4. En deuxième lieu, aux termes de l'article L. 412-1 du code de l'entrée et du séjour des étrangers et du droit d'asile : " Sous réserve des engagements internationaux de la France et des exceptions prévues aux articles L. 412-2 et L. 412-3, la première délivrance d'une carte de séjour temporaire ou d'une carte de séjour pluriannuelle est subordonnée à la production par l'étranger du visa de long séjour mentionné aux 1° ou 2° de l'article L. 411-1. " Aux termes de l'article L. 423-1 du même code : " L'étranger marié avec un ressortissant français, se voit délivrer une carte de séjour temporaire portant la mention " vie privée et familiale " d'une durée d'un an lorsque les conditions suivantes sont réunies : / 1° La communauté de vie n'a pas cessé depuis le mariage ; / 2° Le conjoint a conservé la nationalité française ; () "
5. Le préfet de la Seine-Maritime, pour refuser au requérant la délivrance d'un titre de séjour sur le fondement de ces dispositions, s'est borné à relever qu'il ne disposait pas d'un visa de long séjour et, en tout état de cause et au visa des dispositions de l'article L. 423-2 du code de l'entrée et du séjour des étrangers et du droit d'asile, qu'il ne justifiait pas d'une entrée régulière sur le territoire français. Si l'arrêté attaqué fait état, d'une part, de l'absence d'exécution de la mesure d'éloignement dont M. D a fait l'objet le 25 mars 2021 et, d'autre part, de l'absence d'insertion professionnelle, ces éléments ne sont mentionnés respectivement que comme élément de contexte et comme élément d'appréciation de sa vie privée et familiale en France. Par suite, les moyens tirés de la méconnaissance des dispositions de l'article L. 423-1 du code de l'entrée et du séjour des étrangers et du droit d'asile et de l'erreur de droit doivent être écartés.
6. En troisième lieu, il ressort des pièces du dossier que M. D est présent depuis le mois de décembre 2019 sur le territoire français, où il s'est marié, le 23 octobre 2021, avec Mme A, ressortissante française, mère d'un enfant né le 3 juin 2018 d'une précédente union et qui a donné naissance au premier enfant du couple le 24 mars 2022. Cependant, tant son mariage que la naissance de sa fille demeuraient très récents à la date de la décision attaquée et M. D, par les pièces qu'il produit, n'établit sa vie commune antérieure avec Mme A qu'à compter, au plus tôt, du mois de février 2022. En outre, il ne justifie de l'activité professionnelle de son épouse qu'à raison de quatre jours au mois de juin 2022 et ne fait par ailleurs état d'aucun obstacle à ce que cette dernière, sa fille et son beau-fils l'accompagnent dans son pays d'origine.

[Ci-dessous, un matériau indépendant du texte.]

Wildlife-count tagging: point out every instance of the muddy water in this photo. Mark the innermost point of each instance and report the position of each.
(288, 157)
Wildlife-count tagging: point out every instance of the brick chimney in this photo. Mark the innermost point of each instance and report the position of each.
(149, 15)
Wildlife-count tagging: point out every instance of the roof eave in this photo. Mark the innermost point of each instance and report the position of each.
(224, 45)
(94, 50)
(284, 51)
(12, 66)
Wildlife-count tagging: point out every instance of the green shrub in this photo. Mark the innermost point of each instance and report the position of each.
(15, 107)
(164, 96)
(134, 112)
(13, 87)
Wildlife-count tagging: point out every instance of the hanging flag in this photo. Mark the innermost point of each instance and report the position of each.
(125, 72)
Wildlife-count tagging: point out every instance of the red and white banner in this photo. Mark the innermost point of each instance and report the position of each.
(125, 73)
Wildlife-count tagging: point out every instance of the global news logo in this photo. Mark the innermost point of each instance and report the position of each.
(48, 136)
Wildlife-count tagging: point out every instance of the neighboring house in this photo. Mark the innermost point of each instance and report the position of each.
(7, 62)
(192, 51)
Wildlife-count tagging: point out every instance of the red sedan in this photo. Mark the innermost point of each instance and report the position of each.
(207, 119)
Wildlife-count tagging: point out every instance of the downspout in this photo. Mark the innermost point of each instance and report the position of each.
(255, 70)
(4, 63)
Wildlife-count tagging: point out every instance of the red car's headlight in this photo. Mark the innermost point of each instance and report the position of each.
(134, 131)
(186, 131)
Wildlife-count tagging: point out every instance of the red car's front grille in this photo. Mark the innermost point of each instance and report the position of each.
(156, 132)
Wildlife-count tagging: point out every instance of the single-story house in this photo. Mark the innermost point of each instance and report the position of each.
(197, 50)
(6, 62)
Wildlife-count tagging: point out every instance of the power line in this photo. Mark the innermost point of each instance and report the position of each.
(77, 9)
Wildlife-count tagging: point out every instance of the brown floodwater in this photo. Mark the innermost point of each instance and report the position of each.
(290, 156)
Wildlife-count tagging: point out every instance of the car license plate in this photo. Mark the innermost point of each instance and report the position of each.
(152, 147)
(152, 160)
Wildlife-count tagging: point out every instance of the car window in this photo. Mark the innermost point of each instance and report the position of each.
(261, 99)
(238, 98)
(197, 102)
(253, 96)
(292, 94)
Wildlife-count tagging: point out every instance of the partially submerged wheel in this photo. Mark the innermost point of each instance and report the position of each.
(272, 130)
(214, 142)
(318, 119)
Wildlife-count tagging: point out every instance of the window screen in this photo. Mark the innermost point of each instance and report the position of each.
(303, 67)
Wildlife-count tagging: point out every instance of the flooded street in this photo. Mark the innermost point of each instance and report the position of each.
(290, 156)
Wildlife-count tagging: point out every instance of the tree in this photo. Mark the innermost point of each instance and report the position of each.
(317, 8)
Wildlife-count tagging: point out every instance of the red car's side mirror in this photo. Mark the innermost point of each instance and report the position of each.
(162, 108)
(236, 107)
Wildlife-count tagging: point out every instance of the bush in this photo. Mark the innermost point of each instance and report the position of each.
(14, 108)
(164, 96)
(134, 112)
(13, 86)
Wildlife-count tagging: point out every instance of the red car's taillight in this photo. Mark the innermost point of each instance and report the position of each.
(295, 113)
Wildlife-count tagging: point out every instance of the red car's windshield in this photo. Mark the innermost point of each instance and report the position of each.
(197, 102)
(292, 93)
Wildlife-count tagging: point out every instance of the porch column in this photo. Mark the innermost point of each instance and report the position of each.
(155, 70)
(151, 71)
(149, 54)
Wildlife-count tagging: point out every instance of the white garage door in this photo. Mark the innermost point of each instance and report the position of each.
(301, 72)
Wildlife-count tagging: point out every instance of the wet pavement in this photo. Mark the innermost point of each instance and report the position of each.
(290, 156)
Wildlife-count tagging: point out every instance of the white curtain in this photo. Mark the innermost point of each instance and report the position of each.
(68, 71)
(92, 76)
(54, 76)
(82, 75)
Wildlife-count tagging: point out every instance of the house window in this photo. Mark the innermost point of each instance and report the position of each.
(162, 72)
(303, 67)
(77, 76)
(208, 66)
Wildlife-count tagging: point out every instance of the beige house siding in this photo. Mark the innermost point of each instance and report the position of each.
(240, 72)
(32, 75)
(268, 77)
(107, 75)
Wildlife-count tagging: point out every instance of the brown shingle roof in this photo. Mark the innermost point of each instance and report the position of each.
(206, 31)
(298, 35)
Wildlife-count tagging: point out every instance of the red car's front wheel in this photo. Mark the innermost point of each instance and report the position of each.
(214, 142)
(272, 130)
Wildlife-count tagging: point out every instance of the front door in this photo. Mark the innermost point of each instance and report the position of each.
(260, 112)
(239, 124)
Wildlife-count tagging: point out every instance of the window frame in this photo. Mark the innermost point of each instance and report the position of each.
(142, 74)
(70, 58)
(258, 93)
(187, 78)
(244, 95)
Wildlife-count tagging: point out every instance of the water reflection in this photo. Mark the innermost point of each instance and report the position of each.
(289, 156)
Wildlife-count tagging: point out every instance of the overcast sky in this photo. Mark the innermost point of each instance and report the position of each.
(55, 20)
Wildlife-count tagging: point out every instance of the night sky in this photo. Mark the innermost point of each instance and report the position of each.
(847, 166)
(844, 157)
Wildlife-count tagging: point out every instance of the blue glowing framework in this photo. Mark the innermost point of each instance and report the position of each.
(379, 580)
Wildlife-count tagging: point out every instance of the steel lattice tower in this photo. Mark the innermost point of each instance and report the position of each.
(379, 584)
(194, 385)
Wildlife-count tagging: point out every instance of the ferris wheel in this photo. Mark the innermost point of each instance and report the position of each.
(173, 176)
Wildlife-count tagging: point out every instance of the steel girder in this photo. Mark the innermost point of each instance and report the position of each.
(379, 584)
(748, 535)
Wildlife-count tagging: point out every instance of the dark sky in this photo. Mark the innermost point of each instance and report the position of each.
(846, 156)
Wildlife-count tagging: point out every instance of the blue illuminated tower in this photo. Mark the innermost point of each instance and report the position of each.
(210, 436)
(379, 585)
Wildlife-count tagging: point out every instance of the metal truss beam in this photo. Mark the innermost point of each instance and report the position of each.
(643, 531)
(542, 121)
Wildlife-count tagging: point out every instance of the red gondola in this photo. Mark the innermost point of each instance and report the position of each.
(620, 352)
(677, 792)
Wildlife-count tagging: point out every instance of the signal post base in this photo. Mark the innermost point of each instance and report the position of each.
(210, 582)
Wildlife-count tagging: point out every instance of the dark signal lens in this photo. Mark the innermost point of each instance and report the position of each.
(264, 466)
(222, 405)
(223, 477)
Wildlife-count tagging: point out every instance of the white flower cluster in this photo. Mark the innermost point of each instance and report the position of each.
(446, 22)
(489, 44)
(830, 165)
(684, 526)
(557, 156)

En tout état de cause, l'atteinte à son droit au respect à sa vie privée et familiale et à l'intérêt supérieur de sa fille, en cas de séparation, serait limitée au strict temps nécessaire à la délivrance d'un visa de long séjour en qualité de conjoint d'un ressortissant français. Dans ces conditions, en ayant refusé de lui délivrer un titre de séjour, le préfet de la Seine-Maritime n'a pas porté au droit de M. D au respect de sa vie privée et familiale une atteinte disproportionnée, eu égard aux buts en vue desquels cette décision a été prise, ni n'a méconnu son obligation de faire de l'intérêt supérieur de sa fille une considération primordiale. Par suite, les moyens tirés de la méconnaissance des stipulations de l'article 8 de la convention de sauvegarde des droits de l'homme et des libertés fondamentales et de l'article 3 de la convention internationale relative aux droits de l'enfant doivent être écartés. Pour les mêmes motifs, le moyen tiré de l'erreur manifeste d'appréciation des conséquences de cette décision sur la situation personnelle du requérant doit être écarté.
7. En dernier lieu, M. D ne saurait utilement se prévaloir des stipulations des articles 2 et 9 de la convention internationale relative aux droits de l'enfant, qui ne créent des obligations qu'entre les Etats signataires de cette convention, sans ouvrir de droits aux intéressés.
Sur l'obligation de quitter le territoire français :
8. Aux termes de l'article L. 611-3 du code de l'entrée et du séjour des étrangers et du droit d'asile : " Ne peuvent faire l'objet d'une décision portant obligation de quitter le territoire français : / () 5° L'étranger qui est père ou mère d'un enfant français mineur résidant en France, à condition qu'il établisse contribuer effectivement à l'entretien et à l'éducation de l'enfant dans les conditions prévues par l'article 371-2 du code civil depuis la naissance de celui-ci ou depuis au moins deux ans ; () "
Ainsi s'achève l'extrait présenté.